The important thing is as we go global, and we have
announced the addition of a manufacturing site in France, we will build the
infrastructure that also links us to all of these hospitals. We are focusing on
three areas — one is to invest in manufacturing and make it very efficient and
scale up; second, we are looking at expanding to more cancer types and we would
think of covering all B-cell cancers. My hope as a physician is to live in a
world where no patient should die from B-cell cancer. We believe there is a new
science emerging that will allow us to create new cell therapies with different
targets that cell therapies can attack, which we hope can apply to areas like
solid tumors and that could possibly be the next breakthrough.
Our mindset is for the long term, of a five-year
journey to get this to a blockbuster enterprise and that’s our overall goal.
Our aspiration is that this could be a significant part of the Novartis
portfolio.
The US has been at the centre of
most healthcare debates and lately President Trump has been giving a strong
pushback to price increases. How does Novartis see the future of drug pricing?

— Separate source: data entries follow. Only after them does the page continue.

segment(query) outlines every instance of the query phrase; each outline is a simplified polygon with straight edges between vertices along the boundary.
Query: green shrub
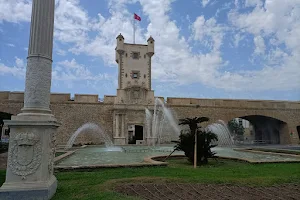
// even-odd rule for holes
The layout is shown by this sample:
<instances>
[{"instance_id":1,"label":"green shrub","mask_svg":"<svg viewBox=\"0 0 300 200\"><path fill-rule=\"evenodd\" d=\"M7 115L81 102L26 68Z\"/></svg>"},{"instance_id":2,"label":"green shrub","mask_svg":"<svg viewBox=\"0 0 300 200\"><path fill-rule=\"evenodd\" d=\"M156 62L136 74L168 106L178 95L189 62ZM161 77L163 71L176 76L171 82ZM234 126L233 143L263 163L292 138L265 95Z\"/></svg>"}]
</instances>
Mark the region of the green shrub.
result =
<instances>
[{"instance_id":1,"label":"green shrub","mask_svg":"<svg viewBox=\"0 0 300 200\"><path fill-rule=\"evenodd\" d=\"M181 131L179 141L175 141L174 150L184 151L188 160L194 163L195 154L195 141L197 136L197 165L207 164L208 158L214 157L215 153L211 151L211 148L217 146L212 145L213 141L218 141L218 136L212 132L206 132L201 130L202 122L209 121L208 117L194 117L180 119L179 125L188 125L189 130Z\"/></svg>"},{"instance_id":2,"label":"green shrub","mask_svg":"<svg viewBox=\"0 0 300 200\"><path fill-rule=\"evenodd\" d=\"M215 152L212 152L211 148L217 145L213 145L212 142L217 140L218 136L212 132L197 131L197 165L207 164L208 158L214 157ZM183 151L188 161L194 163L195 135L190 131L181 132L176 143L174 149Z\"/></svg>"}]
</instances>

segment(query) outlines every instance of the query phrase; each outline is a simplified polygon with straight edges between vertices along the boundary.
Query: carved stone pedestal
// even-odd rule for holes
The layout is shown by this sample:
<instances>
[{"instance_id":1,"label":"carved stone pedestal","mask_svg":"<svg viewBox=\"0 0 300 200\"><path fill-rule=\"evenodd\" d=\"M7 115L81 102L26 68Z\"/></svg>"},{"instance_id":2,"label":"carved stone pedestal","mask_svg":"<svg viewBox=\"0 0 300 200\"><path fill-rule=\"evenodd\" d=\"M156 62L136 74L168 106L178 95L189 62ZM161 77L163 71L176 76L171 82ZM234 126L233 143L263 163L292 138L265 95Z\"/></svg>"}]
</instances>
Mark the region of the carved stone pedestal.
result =
<instances>
[{"instance_id":1,"label":"carved stone pedestal","mask_svg":"<svg viewBox=\"0 0 300 200\"><path fill-rule=\"evenodd\" d=\"M146 143L147 143L147 145L154 145L157 143L157 138L156 137L147 137Z\"/></svg>"},{"instance_id":2,"label":"carved stone pedestal","mask_svg":"<svg viewBox=\"0 0 300 200\"><path fill-rule=\"evenodd\" d=\"M17 116L5 122L10 127L10 140L1 200L48 200L55 194L53 165L59 124L53 119L52 115Z\"/></svg>"}]
</instances>

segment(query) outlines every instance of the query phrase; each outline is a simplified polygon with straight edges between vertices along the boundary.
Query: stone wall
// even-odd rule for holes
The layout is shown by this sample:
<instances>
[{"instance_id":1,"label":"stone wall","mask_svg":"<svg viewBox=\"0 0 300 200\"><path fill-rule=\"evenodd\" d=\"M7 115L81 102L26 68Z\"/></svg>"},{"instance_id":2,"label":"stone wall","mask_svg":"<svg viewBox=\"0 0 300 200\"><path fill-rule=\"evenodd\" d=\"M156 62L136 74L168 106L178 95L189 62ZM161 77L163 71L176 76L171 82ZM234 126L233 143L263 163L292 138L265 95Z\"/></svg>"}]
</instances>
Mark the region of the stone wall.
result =
<instances>
[{"instance_id":1,"label":"stone wall","mask_svg":"<svg viewBox=\"0 0 300 200\"><path fill-rule=\"evenodd\" d=\"M299 103L297 103L299 105ZM298 105L288 105L291 107L297 107ZM217 120L223 120L228 122L234 118L243 118L246 116L260 115L275 118L286 123L286 131L281 135L281 143L283 144L298 144L299 137L296 131L297 124L300 124L300 109L288 109L288 108L254 108L251 104L244 104L240 106L232 105L223 106L199 106L199 105L174 105L168 104L176 113L178 118L205 116L209 117L209 123L214 123ZM274 104L272 104L274 105ZM207 125L204 123L203 125ZM289 132L294 131L295 134L290 137Z\"/></svg>"},{"instance_id":2,"label":"stone wall","mask_svg":"<svg viewBox=\"0 0 300 200\"><path fill-rule=\"evenodd\" d=\"M20 113L23 107L22 97L22 92L0 92L0 112L13 115ZM86 102L80 102L84 101L82 99ZM98 124L112 138L113 110L116 106L112 103L113 99L113 96L107 96L102 103L96 101L95 95L87 95L74 101L70 99L70 94L51 94L50 108L62 124L57 132L57 143L65 144L80 126L88 122ZM213 123L219 119L227 122L233 118L251 115L272 117L285 123L281 134L282 143L297 144L299 142L296 127L300 125L300 102L191 98L168 98L167 102L167 106L176 113L179 119L206 116L210 118L209 123ZM139 116L144 116L143 112L126 112L128 123L142 123L144 120L137 119ZM295 134L290 136L290 131ZM82 134L76 140L76 143L101 142L100 136L92 133Z\"/></svg>"}]
</instances>

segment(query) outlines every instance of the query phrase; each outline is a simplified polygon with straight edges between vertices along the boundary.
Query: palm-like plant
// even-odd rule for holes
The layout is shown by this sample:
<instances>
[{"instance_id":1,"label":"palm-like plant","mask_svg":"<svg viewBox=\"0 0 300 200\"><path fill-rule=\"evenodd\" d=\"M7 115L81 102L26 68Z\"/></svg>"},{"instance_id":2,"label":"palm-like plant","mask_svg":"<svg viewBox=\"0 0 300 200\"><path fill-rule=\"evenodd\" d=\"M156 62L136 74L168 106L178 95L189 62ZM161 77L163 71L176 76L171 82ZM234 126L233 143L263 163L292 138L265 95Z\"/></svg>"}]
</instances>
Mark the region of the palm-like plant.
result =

We as a company are very supportive to try and find a
sustainable approach for the US healthcare system. We have to find ways to
improve patient affordability and get the innovations to have a broad access. I
would like to think that we need value-based pricing and have things like
cost-effective research and have sustainable prices. We are watching very
carefully and discussing solutions with the US government and we have to see
how the coming months evolve as initiatives roll out.
Overall, the directions taken by the health
department is right and in many areas they are targeting different elements of
the system and seeing how we think of different classes of drugs and how we see
biosimilars and reduce patient costs at the pharmacy counter. All of these are
elements that are going to be important for a sustainable solution and I am
optimistic that will be seen in the coming months.
Prices of newly approved drugs
are moving steeply. Where does the value-based performance or
pay-for-performance debate go?
We have to keep in mind whether it is for a chronic
therapy or a one-time therapy. In the case of Kymriah, it is a one-time therapy
and it becomes cost effective…The second thing to see is how efficacious is the
therapy. In the case of Kymriah again, it has a 90% response rate, which is
very high. It is important for us to explain to patients and society that some
of these cell and gene therapies have an extraordinary level of efficacy — a
single infusion — and the patient does not need to be treated again. So that
will have a different price point than something that is chronically given
every single month or every single day for thirty years.